Reputation: 4243
I have a dataframe that looks like this:
COLA COLB COLC COLD COLE
Name1 yes A AB uno
Name2 yes B AC dos
Name3 no C AB tres
Name4 no D AC cuatro
How do I create a proportion dataframe that shows the percentages of each selected column value along with the frequency:
ATTRIBUTE Percentages Frequency
*COLB* *Percentage* *Amount*
yes 50% 2
no 50% 2
*COLC* *Percentage *Amount*
A 25% 1
B 25% 1
C 25% 1
D 25% 1
*COLD* *Percentage* *Amount*
AB 50% 2
AC 50% 2
It doesn't need to look exactly like this but I need it to all be in one dataframe and include only the selected columns mentioned.

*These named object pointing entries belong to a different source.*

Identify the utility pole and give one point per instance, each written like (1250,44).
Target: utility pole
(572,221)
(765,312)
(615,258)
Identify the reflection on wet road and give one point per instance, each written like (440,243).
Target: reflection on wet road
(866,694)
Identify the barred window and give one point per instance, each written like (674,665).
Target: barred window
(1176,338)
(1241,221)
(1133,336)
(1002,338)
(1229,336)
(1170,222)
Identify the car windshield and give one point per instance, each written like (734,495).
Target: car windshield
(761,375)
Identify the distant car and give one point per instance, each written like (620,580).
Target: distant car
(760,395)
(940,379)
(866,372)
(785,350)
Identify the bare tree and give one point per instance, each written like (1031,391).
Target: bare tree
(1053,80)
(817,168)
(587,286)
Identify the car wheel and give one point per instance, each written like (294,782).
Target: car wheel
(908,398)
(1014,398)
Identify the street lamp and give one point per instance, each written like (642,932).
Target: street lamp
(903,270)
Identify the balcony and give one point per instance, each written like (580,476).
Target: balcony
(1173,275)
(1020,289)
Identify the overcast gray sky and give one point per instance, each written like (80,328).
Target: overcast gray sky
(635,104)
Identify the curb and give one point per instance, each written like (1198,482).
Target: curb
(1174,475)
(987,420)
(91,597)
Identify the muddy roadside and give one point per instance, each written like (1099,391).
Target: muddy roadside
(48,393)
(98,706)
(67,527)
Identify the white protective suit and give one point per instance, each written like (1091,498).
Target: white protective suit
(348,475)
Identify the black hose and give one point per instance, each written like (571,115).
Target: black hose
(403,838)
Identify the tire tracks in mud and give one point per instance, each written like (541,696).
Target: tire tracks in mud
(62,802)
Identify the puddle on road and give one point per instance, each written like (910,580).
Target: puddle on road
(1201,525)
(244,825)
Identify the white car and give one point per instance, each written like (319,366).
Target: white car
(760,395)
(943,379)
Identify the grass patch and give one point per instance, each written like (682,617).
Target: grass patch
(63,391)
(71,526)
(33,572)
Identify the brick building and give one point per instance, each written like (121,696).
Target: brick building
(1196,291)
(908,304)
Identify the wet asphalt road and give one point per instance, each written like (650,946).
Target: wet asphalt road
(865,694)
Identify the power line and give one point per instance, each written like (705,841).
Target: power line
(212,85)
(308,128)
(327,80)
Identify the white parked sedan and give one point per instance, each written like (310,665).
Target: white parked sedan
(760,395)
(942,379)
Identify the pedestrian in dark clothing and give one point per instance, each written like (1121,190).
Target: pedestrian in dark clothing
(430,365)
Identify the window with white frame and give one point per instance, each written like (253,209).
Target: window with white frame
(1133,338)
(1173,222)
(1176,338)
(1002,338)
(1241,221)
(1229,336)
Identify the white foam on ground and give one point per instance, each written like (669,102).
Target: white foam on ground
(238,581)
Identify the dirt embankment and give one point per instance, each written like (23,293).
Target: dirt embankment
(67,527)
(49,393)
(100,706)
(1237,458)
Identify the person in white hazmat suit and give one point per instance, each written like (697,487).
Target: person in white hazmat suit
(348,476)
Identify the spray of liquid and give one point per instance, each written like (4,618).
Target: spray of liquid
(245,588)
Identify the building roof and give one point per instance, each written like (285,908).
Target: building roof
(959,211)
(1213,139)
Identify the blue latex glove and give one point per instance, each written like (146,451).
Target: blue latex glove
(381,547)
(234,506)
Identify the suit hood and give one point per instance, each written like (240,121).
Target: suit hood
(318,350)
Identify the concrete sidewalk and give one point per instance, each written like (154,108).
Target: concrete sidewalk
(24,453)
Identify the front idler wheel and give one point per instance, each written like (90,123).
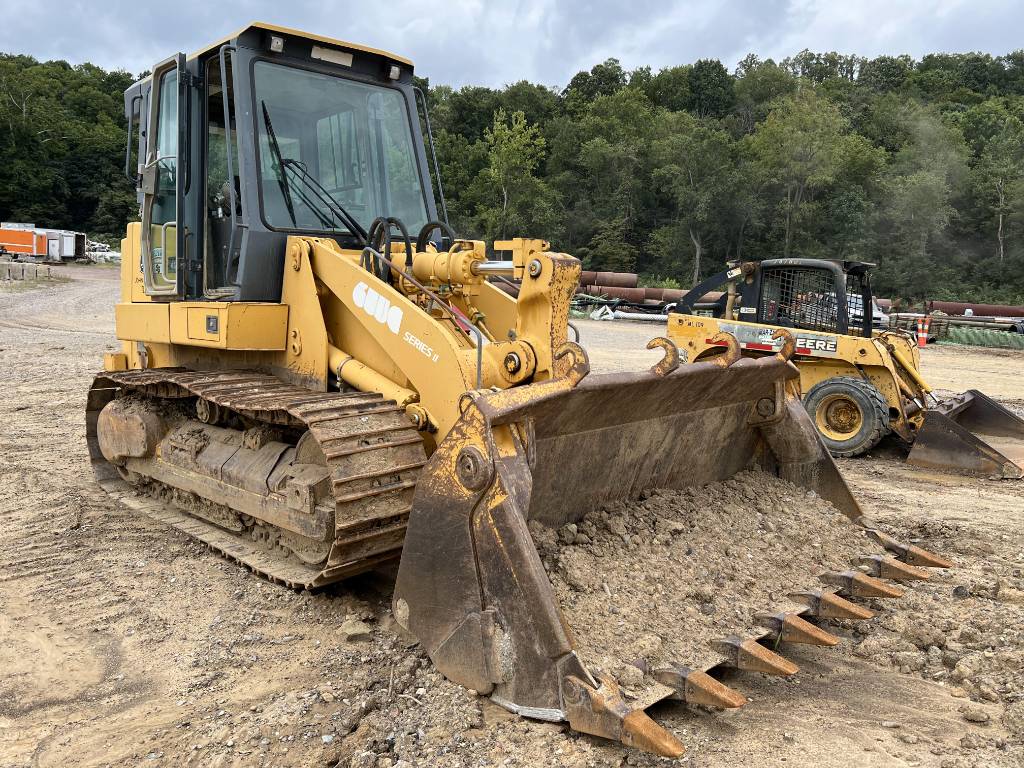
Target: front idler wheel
(850,415)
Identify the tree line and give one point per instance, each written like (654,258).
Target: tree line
(914,165)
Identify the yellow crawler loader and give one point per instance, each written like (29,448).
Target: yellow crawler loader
(317,377)
(860,381)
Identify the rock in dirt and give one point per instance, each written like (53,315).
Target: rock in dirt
(974,714)
(355,631)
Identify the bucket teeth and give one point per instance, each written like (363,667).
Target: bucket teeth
(603,712)
(697,687)
(860,585)
(888,567)
(909,553)
(828,605)
(790,628)
(752,656)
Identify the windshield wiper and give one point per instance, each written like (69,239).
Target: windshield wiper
(326,198)
(283,176)
(320,192)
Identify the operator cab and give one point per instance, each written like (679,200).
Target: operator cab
(265,134)
(806,294)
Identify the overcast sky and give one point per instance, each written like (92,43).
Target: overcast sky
(463,42)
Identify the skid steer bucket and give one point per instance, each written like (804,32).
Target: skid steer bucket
(971,433)
(473,587)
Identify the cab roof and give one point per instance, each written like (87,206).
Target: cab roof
(298,33)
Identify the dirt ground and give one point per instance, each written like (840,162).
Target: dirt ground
(124,643)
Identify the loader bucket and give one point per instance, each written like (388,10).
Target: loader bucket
(473,588)
(971,433)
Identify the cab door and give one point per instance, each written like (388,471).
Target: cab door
(164,176)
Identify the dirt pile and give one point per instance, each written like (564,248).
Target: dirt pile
(657,581)
(973,640)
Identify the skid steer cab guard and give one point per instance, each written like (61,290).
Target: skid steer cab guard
(471,585)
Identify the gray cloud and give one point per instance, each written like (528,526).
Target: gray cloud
(487,43)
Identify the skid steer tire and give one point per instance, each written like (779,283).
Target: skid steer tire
(850,415)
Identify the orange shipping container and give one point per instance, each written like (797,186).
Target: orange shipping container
(26,242)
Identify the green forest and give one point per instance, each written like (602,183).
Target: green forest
(914,165)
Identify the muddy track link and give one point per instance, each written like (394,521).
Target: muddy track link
(374,457)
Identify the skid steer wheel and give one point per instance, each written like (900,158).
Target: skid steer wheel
(850,415)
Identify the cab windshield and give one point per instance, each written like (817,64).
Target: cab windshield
(320,133)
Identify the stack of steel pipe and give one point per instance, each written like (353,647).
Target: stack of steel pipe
(983,310)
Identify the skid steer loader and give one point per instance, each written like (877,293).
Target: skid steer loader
(860,381)
(317,377)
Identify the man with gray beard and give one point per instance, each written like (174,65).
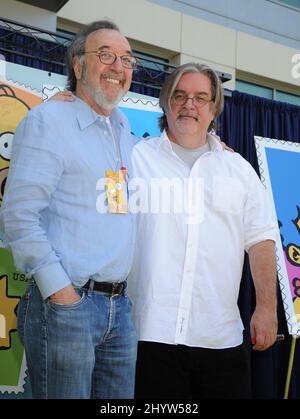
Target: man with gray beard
(75,319)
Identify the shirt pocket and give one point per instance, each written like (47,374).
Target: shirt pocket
(228,195)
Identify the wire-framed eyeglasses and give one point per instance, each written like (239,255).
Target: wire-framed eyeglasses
(180,99)
(108,58)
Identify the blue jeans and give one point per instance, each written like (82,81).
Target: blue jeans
(83,350)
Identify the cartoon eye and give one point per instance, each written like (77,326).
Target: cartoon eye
(6,140)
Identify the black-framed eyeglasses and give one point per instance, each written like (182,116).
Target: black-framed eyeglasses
(180,99)
(108,58)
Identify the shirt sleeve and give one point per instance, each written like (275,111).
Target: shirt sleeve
(35,169)
(259,219)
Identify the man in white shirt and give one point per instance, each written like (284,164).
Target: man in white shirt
(202,208)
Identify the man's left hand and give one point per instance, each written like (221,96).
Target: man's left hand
(263,328)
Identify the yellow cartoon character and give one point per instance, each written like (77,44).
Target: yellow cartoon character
(12,110)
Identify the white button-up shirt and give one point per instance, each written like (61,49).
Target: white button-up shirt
(188,263)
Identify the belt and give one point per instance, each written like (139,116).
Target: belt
(112,288)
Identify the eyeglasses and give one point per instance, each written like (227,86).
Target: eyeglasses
(108,57)
(199,101)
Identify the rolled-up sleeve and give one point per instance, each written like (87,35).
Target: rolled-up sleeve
(259,219)
(36,167)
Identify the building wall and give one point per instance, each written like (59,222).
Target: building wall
(26,14)
(181,37)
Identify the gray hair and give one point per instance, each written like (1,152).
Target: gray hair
(77,47)
(170,84)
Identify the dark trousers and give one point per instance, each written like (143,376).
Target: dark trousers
(182,372)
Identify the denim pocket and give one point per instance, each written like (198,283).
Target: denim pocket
(21,315)
(75,305)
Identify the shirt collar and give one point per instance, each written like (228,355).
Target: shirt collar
(213,140)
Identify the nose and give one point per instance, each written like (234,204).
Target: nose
(189,103)
(117,65)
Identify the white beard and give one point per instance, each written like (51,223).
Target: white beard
(99,96)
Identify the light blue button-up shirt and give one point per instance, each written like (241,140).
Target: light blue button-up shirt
(49,217)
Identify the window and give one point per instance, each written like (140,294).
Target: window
(254,89)
(267,92)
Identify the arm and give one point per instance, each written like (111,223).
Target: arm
(35,171)
(263,325)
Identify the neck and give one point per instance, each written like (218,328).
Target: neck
(86,97)
(188,141)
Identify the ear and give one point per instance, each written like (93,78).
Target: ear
(77,67)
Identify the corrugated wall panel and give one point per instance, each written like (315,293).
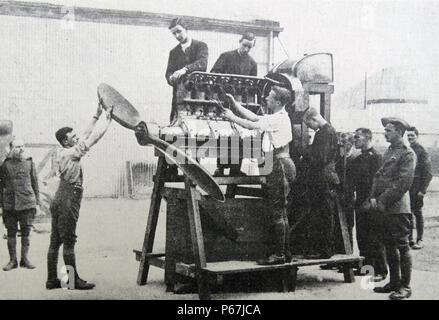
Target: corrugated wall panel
(50,74)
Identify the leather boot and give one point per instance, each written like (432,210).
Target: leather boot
(406,267)
(52,267)
(70,260)
(393,259)
(12,264)
(24,262)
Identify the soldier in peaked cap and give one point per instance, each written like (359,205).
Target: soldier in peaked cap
(390,197)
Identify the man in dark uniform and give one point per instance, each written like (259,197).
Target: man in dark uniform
(321,181)
(67,200)
(238,61)
(343,167)
(423,176)
(19,197)
(278,128)
(390,196)
(369,225)
(190,55)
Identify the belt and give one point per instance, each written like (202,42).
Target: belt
(281,155)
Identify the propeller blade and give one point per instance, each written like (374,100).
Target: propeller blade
(127,115)
(123,111)
(190,168)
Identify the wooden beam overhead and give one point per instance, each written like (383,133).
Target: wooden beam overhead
(138,18)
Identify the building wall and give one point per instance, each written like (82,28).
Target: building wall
(50,71)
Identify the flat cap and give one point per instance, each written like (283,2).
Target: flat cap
(396,121)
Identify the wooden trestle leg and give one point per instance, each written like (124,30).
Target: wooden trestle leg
(151,226)
(197,240)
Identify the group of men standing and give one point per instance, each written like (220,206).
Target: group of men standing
(379,193)
(389,191)
(388,188)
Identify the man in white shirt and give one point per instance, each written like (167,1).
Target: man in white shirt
(67,201)
(277,126)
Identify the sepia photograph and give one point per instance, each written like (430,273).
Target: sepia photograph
(240,151)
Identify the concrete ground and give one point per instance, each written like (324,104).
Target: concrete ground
(109,229)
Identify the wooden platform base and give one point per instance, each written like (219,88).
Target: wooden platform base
(213,270)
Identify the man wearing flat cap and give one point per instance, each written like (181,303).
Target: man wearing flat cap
(390,197)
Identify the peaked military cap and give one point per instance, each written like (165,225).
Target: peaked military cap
(396,121)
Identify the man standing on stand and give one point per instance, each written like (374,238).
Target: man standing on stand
(190,55)
(19,198)
(390,196)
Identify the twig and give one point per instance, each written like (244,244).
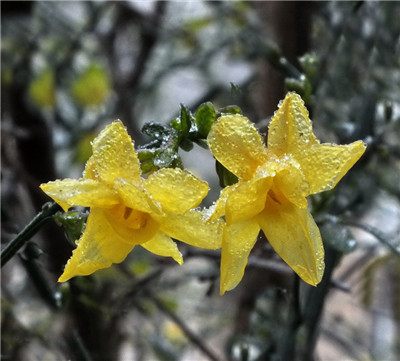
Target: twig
(195,339)
(48,210)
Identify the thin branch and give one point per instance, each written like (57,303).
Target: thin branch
(48,210)
(195,339)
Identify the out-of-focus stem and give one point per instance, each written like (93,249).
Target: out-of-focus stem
(48,210)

Any help would be great, thanks!
Upvotes: 2
Views: 630
Reputation: 21507
You can do the following:
dat <- data.frame(COLA=paste0("name",1:4),
"COLB"=c("yes", "yes", "no", "no"))
require(purrr)
col_to_stat <- function(col){
tmp <- table(col)
data.frame(ATTRIBUTE = names(tmp), Percentages = c(tmp/length(col)), Frequency = c(tmp),
stringsAsFactors = FALSE)
}
map_df(dat, col_to_stat, .id="col")
Which gives you:
col ATTRIBUTE Percentages Frequency
1 COLA name1 0.25 1
2 COLA name2 0.25 1
3 COLA name3 0.25 1
4 COLA name4 0.25 1
5 COLB no 0.50 2
6 COLB yes 0.50 2
If you want to print percentages instead of decimals have a look at: How to format a number as percentage in R?
P.S.: If you use tibble
instead of data.frame
you can use the following which is shorter:
tibble(ATTRIBUTE = names(tmp), Percentages = tmp/length(col), Frequency = tmp)
Upvotes: 2